Il computer. Alla luce di quanto detto, è facile pensare ad un professor Sassi tutto pc e tecnica. Non è così: «Usavo il computer già 28 anni fa, ma col tempo mi sono reso conto che si tratta solo di un utilissimo supporto per memorizzare informazioni, nient'altro. Lo proporrò sicuramente anche a Novellino, immagazzinare le esperienze sul campo può tornare utile durante la stagione».

Le lunghe soste estive. E' stata un'estate lunga per i calciatori: prima le ferie anticipate dovute al Mondiale, poi lo slittamento dei campionati. Roberto Sassi ha contato i giorni: «Qualcuno è stato fermo anche 50 giorni – dice il preparatore atletico della Samp -, la cosa si farà sentire durante il campionato. Credo che ci saranno diverse sorprese…».

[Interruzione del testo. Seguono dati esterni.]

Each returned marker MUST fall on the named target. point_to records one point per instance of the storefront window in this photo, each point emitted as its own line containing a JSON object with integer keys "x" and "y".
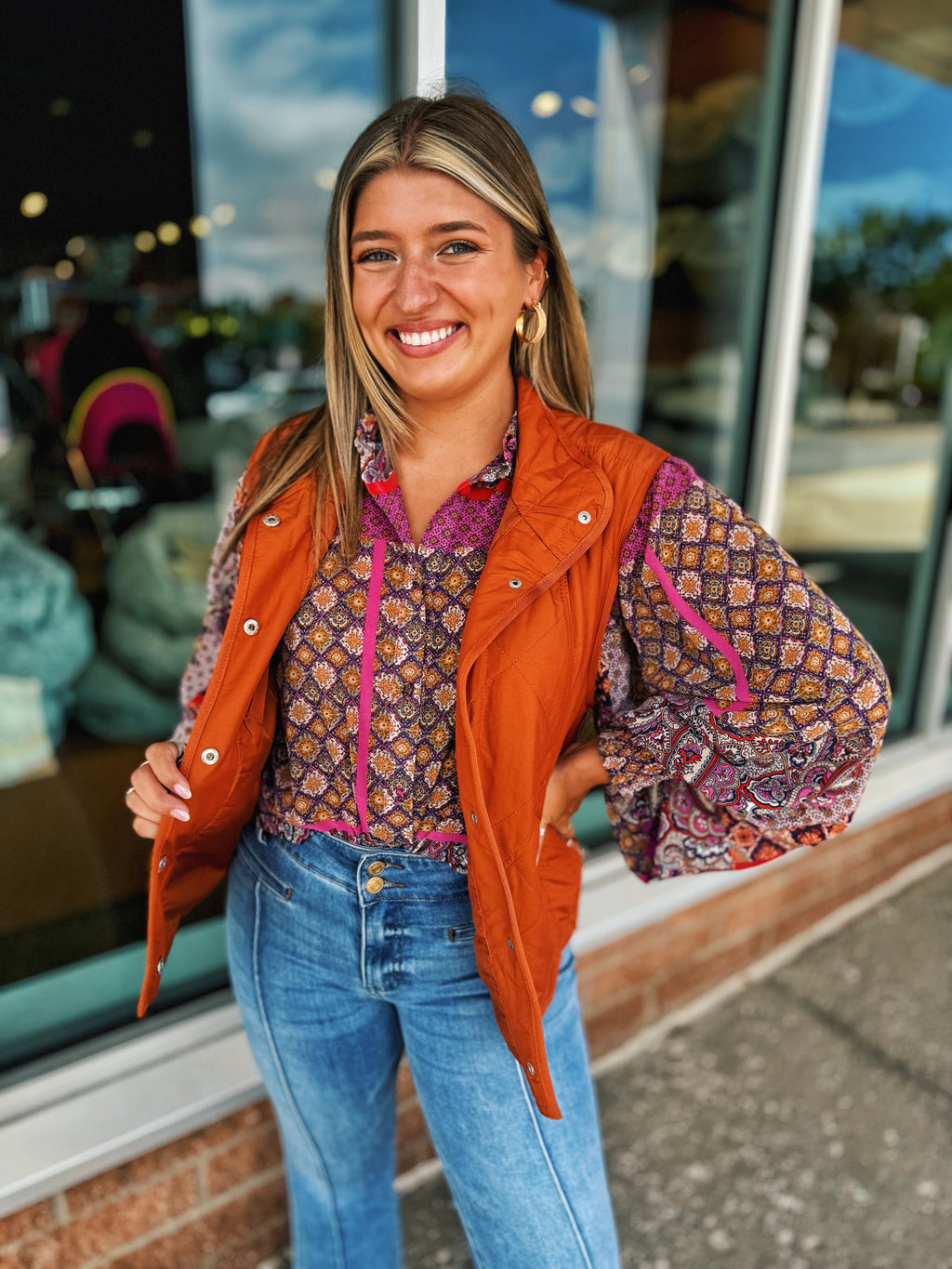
{"x": 654, "y": 134}
{"x": 152, "y": 325}
{"x": 866, "y": 496}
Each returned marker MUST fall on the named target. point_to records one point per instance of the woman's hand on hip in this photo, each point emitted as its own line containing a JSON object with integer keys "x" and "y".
{"x": 577, "y": 771}
{"x": 157, "y": 788}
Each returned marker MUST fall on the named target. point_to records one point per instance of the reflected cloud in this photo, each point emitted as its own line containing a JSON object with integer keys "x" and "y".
{"x": 280, "y": 91}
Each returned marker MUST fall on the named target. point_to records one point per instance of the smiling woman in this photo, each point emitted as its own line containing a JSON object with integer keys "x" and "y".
{"x": 421, "y": 591}
{"x": 437, "y": 312}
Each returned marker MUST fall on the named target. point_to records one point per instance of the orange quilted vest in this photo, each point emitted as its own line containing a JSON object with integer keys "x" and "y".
{"x": 525, "y": 679}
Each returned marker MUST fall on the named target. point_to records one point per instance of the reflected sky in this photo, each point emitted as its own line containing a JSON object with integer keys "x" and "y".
{"x": 278, "y": 91}
{"x": 889, "y": 142}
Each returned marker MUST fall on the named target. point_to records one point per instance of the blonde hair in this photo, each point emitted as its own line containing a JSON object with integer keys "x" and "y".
{"x": 466, "y": 139}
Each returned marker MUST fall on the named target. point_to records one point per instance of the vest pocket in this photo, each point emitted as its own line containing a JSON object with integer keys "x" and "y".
{"x": 560, "y": 873}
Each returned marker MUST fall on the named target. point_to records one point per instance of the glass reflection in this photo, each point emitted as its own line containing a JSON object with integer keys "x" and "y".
{"x": 868, "y": 465}
{"x": 160, "y": 308}
{"x": 646, "y": 124}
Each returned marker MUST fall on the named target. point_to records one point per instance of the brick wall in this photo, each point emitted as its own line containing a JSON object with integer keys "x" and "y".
{"x": 215, "y": 1199}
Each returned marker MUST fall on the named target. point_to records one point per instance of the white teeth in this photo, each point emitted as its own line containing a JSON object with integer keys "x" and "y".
{"x": 424, "y": 337}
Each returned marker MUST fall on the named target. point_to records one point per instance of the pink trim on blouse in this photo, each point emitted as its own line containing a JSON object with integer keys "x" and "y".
{"x": 369, "y": 646}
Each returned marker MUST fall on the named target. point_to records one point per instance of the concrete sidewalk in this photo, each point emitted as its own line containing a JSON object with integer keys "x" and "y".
{"x": 802, "y": 1123}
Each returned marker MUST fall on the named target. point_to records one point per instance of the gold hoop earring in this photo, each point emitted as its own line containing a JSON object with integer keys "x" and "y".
{"x": 539, "y": 312}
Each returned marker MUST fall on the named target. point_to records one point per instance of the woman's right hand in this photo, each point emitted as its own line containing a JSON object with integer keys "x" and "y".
{"x": 157, "y": 788}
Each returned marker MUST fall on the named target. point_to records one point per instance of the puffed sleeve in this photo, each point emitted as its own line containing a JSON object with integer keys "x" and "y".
{"x": 737, "y": 711}
{"x": 222, "y": 580}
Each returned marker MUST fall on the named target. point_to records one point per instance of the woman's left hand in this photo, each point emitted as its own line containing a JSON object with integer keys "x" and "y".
{"x": 577, "y": 771}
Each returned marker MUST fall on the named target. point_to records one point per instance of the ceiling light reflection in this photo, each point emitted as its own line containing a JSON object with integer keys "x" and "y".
{"x": 546, "y": 104}
{"x": 33, "y": 205}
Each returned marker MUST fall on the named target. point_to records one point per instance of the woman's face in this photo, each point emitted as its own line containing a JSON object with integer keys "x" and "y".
{"x": 437, "y": 285}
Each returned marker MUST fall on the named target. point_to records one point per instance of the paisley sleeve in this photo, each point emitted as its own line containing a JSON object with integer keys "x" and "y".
{"x": 222, "y": 580}
{"x": 739, "y": 712}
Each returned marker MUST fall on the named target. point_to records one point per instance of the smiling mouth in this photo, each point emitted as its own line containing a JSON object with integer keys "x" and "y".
{"x": 427, "y": 337}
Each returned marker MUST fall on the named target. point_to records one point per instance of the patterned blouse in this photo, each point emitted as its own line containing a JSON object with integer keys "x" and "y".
{"x": 737, "y": 711}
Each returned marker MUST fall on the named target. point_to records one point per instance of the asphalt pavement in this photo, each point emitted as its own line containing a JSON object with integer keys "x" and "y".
{"x": 802, "y": 1123}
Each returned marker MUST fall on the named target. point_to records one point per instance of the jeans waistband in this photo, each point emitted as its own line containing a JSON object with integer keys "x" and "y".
{"x": 350, "y": 863}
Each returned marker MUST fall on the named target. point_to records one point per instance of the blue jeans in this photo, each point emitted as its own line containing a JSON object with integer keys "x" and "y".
{"x": 336, "y": 976}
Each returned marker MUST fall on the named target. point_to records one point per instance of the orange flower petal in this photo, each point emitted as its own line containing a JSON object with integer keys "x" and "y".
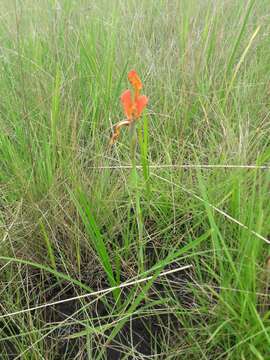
{"x": 135, "y": 81}
{"x": 141, "y": 103}
{"x": 126, "y": 100}
{"x": 116, "y": 130}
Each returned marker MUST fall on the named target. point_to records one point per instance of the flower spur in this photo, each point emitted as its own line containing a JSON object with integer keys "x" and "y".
{"x": 133, "y": 105}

Le curiosità. Infine, un po' di curiosità. Nei test di velocità è stato Cristian Zenoni a risultare il migliore, nella resistenza invece la palma del numero uno è andata ad Andrea Parola. Infine, salta più in alto di tutti – test a piedi uniti per conoscere la potenza muscolare – Christian Maggio.
 
Nella foto Pegaso, Roberto Sassi (a sinistra) scherza con Christian Maggio.